Ellen shrugged. "It's from a book signing at a bar. Kelly something. Chain? Kelly Chain? It'll look good on you. Your jeans are okay and so's the jacket, but those sneakers aren't working. Double up your socks and you can wear Trent's Chucks. I think he left a pair over by the closet.”
Corny glanced up at Kaye. Black dye ran in rivulets down the back of his neck, staining the collar of his T-shirt. "I'm going to retreat to the bathroom now.”
As the water in the shower started, filling the tiny apartment with vapor, Ellen sat down on the bed. "While we're primping, how about you do my eyes? I can't manage that smoky thing you do.”
Kaye smiled. "Sure.”
Ellen lay back on the bed, while Kaye leaned over, carefully painting her mother's lids in shining silver, shadowing and outlining the edge of her lashes in black. This close, Kaye saw the gentle crow's-feet at the corners of her eyes, the enlarged pores in her nose, the slight purplish discoloration below her lashes. When she brushed her mother's hair out of the way, the shimmer of some strands revealed where the red dye covered gray. Kaye's fingers shook.
Mortal. This is what it means to be mortal.
"I think I'm done," Kaye said.
Ellen pushed herself into a sitting position and kissed Kaye on the cheek. Kaye could smell the cigarettes on her mother's breath, could smell the decay of teeth and the faint traces of sugary gum. "Thank you, baby. You're a real lifesaver.”

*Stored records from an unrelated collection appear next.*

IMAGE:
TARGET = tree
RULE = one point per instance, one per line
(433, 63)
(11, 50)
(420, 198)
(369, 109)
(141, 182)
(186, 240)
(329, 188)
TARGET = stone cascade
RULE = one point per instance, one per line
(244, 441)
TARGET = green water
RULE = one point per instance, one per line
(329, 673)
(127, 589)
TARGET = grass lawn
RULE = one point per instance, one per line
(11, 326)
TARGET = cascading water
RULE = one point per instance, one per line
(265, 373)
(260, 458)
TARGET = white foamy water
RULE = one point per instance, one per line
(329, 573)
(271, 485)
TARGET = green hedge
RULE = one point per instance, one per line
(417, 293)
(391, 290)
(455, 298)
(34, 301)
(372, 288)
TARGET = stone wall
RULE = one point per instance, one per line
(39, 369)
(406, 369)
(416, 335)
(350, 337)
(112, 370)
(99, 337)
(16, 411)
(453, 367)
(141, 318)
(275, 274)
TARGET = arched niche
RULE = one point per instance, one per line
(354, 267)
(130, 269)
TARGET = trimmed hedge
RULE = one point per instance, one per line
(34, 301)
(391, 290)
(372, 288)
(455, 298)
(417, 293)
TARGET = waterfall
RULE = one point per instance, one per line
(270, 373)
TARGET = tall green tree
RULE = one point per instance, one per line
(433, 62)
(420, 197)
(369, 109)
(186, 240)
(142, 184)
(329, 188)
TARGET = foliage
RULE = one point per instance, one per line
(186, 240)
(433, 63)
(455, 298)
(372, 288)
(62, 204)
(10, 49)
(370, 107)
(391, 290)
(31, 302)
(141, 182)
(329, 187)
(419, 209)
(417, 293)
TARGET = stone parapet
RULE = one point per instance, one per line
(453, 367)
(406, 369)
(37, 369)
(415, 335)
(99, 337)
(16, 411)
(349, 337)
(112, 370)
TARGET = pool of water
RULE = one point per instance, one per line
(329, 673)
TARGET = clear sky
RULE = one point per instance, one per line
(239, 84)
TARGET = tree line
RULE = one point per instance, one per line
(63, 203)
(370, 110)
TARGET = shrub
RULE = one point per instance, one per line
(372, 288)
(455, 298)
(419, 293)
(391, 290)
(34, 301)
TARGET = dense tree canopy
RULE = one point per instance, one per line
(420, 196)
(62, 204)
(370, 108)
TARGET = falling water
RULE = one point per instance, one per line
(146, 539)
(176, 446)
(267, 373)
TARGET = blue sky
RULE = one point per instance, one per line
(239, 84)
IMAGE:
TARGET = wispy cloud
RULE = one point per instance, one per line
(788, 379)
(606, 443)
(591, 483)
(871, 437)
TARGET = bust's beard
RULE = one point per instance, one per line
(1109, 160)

I'm going to tell her, Kaye told herself. I'm going to tell her tonight.
Corny emerged from the bathroom in a gust of steam. It was odd to see him in the new clothes with the shorter and darker hair. It shouldn't have made as much of a difference as it did, but the hair made his eyes shine and the tight shirt turned his scrawniness into slenderness.
"You look good," Kaye said.
He plucked self-consciously at the fabric and rubbed at his neck as though he could feel the stain of the dye.
"What do you think?" Ellen asked.
Corny looked back toward the bathroom, as though remembering his reflection. "It's like I'm hiding in my own skin."